What type of bands do you use mainly? where do you buy them from? how much do they cost?


----------



## treefork (Feb 1, 2010)

Buy bulk exercise band, rotary cutter and self healing mat. Make your own and shoot a lot !


----------



## e~shot (Jun 3, 2010)

Check here


----------



## All Buns Glazing (Apr 22, 2012)

The postage will be a bit rough from simple-shot, Irfhan.
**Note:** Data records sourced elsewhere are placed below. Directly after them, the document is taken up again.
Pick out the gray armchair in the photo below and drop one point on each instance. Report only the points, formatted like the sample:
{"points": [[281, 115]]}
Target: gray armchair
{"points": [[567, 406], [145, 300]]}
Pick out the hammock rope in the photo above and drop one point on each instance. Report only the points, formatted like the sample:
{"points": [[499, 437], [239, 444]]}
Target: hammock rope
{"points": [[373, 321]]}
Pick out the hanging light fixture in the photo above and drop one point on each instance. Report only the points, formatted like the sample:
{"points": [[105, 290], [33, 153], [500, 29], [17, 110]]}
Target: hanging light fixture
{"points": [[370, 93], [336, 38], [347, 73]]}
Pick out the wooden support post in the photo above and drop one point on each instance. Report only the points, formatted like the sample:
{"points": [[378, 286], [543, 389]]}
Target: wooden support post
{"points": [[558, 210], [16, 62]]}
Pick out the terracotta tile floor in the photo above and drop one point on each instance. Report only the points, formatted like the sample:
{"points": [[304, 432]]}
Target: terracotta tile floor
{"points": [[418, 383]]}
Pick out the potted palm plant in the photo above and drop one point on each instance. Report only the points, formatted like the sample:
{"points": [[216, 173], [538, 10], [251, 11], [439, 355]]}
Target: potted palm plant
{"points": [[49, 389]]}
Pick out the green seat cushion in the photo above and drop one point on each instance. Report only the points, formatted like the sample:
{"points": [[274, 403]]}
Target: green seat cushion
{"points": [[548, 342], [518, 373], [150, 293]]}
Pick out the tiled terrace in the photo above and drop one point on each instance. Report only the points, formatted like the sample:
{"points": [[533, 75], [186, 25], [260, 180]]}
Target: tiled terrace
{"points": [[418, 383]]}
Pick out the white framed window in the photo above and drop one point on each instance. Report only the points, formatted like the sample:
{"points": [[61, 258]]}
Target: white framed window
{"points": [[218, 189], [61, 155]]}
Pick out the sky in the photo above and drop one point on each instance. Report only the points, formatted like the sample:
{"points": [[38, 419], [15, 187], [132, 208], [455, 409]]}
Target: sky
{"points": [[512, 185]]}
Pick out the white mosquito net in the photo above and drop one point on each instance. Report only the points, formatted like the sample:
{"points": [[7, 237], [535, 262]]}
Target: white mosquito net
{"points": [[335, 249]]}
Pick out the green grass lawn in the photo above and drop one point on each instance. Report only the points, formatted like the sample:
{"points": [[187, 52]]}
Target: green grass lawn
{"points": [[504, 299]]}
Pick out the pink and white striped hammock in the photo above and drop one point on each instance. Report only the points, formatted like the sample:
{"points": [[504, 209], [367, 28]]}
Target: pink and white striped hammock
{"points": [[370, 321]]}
I do recommend making your own though! Much cheaper and so much better than buying them.


----------



## Samurai Samoht (Apr 6, 2013)

I typically buy 6ft sections of theraband gold off of Amazon.com for around $9 (shipping included), but Im not sure if thats helpful info for you since it would definitely cost more to ship to your location. But making your own band sets is going to be the most economical.

Best of luck.


----------



## amm1266 (Mar 27, 2013)

you can always buy the bands in the exercise area in Walmart or Kmart ... they come in lite med and heavy about $10 ...


----------



## Boardcutboy (Sep 21, 2013)

Thanks for your replies!

I am probably going to buy some theraband black from ebay.


----------



## All Buns Glazing (Apr 22, 2012)

It's great latex for plinking!


----------